Allowing Myself to be Unemployed

If you told me 10 years ago that I would be a native English speaker who’s worked as many jobs and seen as much of this world as I had… I wouldn’t have believed you.

This is it: today marks the beginning of unemployment for the first time since I was 16 years old. That’s almost 8 whole years of a pretty severe case of workaholism, where I was either counting my hourly pay, trying to build my resume, or being tormented by the “what ifs” and applying for jobs. I’ve always been an addict to “work,” kept myself sane by working 3, 4 part time jobs at a time to keep things fresh and stay motivated. I felt like I was not important, unless I was doing something that paid or was anywhere near the definition of “work.”

In my 23 years, I’ve been a waitress, caterer, English/Chinese tutor, hotel receptionist, translator, writer, journalist, filmmaker, elementary school/college teacher (albeit very different jobs), surveyor, usher, babysitter, event planner, social media slave, photographer, editor, coffee-getter, intern… And some more I can’t even recall.

I am blessed to be able to say that all of these opportunities were rewarding, either in money or in experiences, and they each led to great friendships, skills learned, and bigger opportunities.

Now for the first time, after this norm of keeping myself busy, I am allowing myself to be society’s biggest taboo – “unemployed.”

Perhaps it was the realization that I have spent most of my best able-bodied years sitting behind a desk. Perhaps it’s the realization that a “career” seems to be exactly what’s keeping me from seeing everything I want to see, from going to more places like this, and from traveling and experiencing more stories. Because when you’re bound to the 5-day work week, you can only fit so much into the 2-day weekend — if you have that privilege at all.

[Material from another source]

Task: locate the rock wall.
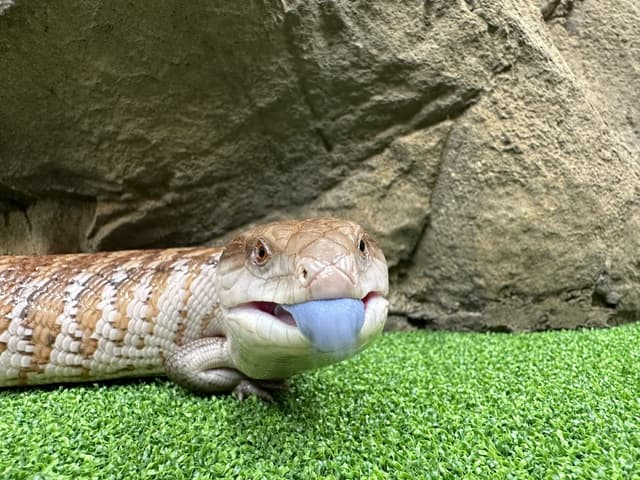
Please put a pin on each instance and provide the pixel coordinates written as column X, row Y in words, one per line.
column 492, row 146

The privilege of unemployment -- visiting beaches when they are actually empty. If you live in Taiwan, you know how rare of a sight that is.
The privilege of unemployment — visiting beaches when they are actually empty. If you live in Taiwan, you know how rare of a sight that is.

Of course, this is not a completely reckless decision. I have been saving money for the past year, being the true workaholic that I am and sustaining multiple jobs and earning extra on weekends. I have enough to not panic just yet about an only outgoing bank for the next few months, but not without plans of being financially savvy.

My goal for this unemployment, is making every second count. This is going to be my best chance to truly embrace spontaneity, travel without plans, experiencing creative and physical freedom, before being confined (however rewarding) by another full-time career, whatever it may be.

I will document my finances in the meantime, to see how I will stretch my one year of savings into traveling the world. To the unemployed, discussing money seems almost stigmatized, but it’s the ultimate fear that keeps people from becoming free from the grasp of a full-time job. As I found out through visiting Bangkok, traveling might not be as financially detrimental as stereotypes insist.